If ID is false, why can we detect human engineered virii?

There is a strong suspicion the coronavirus is an escaped specimen from a Chinese lab.

https://www.biorxiv.org/content/10.1101/2020.01.30.927871v1.full.pdf

An Indian scientist has purportedly discovered HIV inserted into the coronavirus. If true, this is pretty conclusive evidence the virus is humanly engineered, i.e. intelligently designed.

So, herein lies the conundrum. According to popular imagination, ID is both bad science and false (remember, good science is the falsifiable sort ;).
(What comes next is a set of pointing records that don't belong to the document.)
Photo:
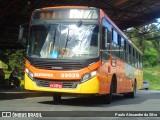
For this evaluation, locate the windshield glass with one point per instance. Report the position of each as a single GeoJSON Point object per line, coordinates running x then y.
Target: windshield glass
{"type": "Point", "coordinates": [67, 41]}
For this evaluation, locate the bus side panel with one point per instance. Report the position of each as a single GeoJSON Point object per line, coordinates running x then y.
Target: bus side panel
{"type": "Point", "coordinates": [89, 87]}
{"type": "Point", "coordinates": [139, 78]}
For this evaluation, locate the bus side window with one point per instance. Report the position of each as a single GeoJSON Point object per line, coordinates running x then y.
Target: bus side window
{"type": "Point", "coordinates": [105, 38]}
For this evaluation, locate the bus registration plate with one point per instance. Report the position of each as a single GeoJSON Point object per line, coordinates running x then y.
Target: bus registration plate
{"type": "Point", "coordinates": [56, 85]}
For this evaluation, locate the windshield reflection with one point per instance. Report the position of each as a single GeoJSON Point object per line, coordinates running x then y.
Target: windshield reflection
{"type": "Point", "coordinates": [63, 41]}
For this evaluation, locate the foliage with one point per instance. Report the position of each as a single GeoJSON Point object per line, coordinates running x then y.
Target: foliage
{"type": "Point", "coordinates": [152, 75]}
{"type": "Point", "coordinates": [145, 39]}
{"type": "Point", "coordinates": [13, 58]}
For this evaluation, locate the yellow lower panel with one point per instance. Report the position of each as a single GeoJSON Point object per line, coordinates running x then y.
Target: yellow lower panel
{"type": "Point", "coordinates": [89, 87]}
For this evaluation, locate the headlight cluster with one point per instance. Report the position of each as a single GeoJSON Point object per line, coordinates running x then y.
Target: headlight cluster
{"type": "Point", "coordinates": [89, 75]}
{"type": "Point", "coordinates": [29, 73]}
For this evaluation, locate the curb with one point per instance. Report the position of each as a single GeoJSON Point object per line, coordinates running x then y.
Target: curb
{"type": "Point", "coordinates": [21, 94]}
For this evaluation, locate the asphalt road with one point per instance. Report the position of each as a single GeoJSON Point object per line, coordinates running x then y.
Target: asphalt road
{"type": "Point", "coordinates": [144, 101]}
If true, then it should not be possible to detect intelligent intervention in the genetic code.

Yet, this recent news item purports to be exactly that: identification of intelligent intervention in the genetic code.

Please explain this to me like I am 5: how can ID be both bad science and false, yet at the same time it is possible to identify intelligent intervention in the genetic code? If we can do so for the recent past, why can’t we do the same for the distant past?

Thanks!

0

162 thoughts on “If ID is false, why can we detect human engineered virii?

  1. colewd: Are you claiming this as a general rule :-). I think you need to cite papers of eukaryotic cells more often.

    No, I don’t need to do that because the introduction to that paper is general to what is known about proteins and not exclusive to prokaryotes at all. You’d know that if you bothered to read it instead of just the title.

    The amino acid glycine doesn’t magically alter it’s properties just because it’s inside a eukaryotic cell instead of a prokaryote. None of them do. The fundamental forces like electromagnetism, the physical basis for chemical bonds, is not altered in different organisms. Electrons are still attracted by protons, DNA still forms a double helix, and bases still perform Watson-Crick base-pairing.

    0
  2. colewd: Why in the world would someone with your intelligence and education make such claims? Where is the win here?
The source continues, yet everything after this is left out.